1. ## Re: Portra 160 and 400 Reciprocity Failure

No one?
Please understand, I am not trying to be condescending, I just really would like to understand this.
I use Portra 160, and would love to start shooting zoneplates/pinholes.
Thanks!

2. ## Re: Portra 160 and 400 Reciprocity Failure

So, I'm trying to figure out what's going on.

As to the first question, are the "Y" numbers on the graph calculated from a model, or do they represent the data used to calculate the model? Not knowing the method that was used to obtain the data, I suspect that they represent the raw data. As you show, they certainly aren't calculated from the model that's given below the graph. (Under any circumstances, one would not expect the calculated values in this kind of modeling to be necessarily the same as the raw data.)

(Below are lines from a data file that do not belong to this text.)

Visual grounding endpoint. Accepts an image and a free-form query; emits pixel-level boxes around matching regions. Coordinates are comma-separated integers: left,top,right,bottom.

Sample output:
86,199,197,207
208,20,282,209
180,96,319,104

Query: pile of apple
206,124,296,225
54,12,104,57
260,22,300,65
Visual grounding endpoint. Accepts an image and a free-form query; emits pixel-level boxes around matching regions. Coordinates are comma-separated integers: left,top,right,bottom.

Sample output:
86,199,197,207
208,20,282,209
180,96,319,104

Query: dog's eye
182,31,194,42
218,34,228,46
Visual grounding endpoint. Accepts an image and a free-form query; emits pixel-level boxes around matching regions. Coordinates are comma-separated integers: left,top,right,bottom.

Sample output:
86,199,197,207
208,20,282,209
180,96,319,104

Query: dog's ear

Assuming that the numbers provided on the graph represent the raw data, I get a different model than that provided below the graph. (Slope: 0.5305 Intercept: -0.2581 R-Square: .995) Note that, I entered all the significant digits given on the graph. Plus, had the numbers on the graph been calculated from an actual model, we would have expected R-Square=1.0000000. That wasn't the case. Again, they're probably the raw data. (The only other possibility is if the "2" for 60 seconds was incorrectly recorded, and this made the R-Square different from 1.00000.)

If in fact the numbers on the graph are the raw data, to use this study, I would use the following calculation to determine the exposure correction:

Correction_In_Stops = 0.5305 (Metered_Reading) - 0.2581

Except at a metered reading of 8 sec., the difference between this calculated value and the data is less than a tenth stop. And even at 8 sec., the calculated value is only 1/3rd stop above the raw data. Given the close agreement between the calculated value and the raw data for all other metered readings, I would wonder if the data collected at 8 sec. might be a little off. I would use the calculated value for a metered reading of 8 sec. as well.

Since I don't really understand methods used to determine long exposure corrections, I'd be curious to learn the experimental procedure that was used to determine the exposure correction for each of the metered readings on the graph? (e.g. 4, 8, 15, 30, 60, etc.)

Originally Posted by buggz
Okay, I could use this, thanks!
However, I do not get the same numbers as is shown in the chart.
Yes, I am mathematically challenged.

ln(4) = 1.3862943611198906188344642429164 on my calculator
x 0.5167 = 0.71629829639064748275176767431488 - 0.2006 = 0.51569829639064748275176767431488

ln(4) = 1.3862943611198906188344642429164 on my calculator, still
- .2006 = 1.1856943611198906188344642429164 x 0.5167 = 0.61264827639064748275176767431488

You can also type ln(4) into Google search = 1.38629436112

I don't get a .3something, confused...

3. ## Re: Portra 160 and 400 Reciprocity Failure

I think the issue with the values printed on the original chart are that the line fit facility does not print enough significant digits on the chart. I took the original data and used Solver in Excel to determine the coefficients for the equation. Here is a PDF of the spreadsheet with the data. The value below the total error value is the R^2 value for the curve fit.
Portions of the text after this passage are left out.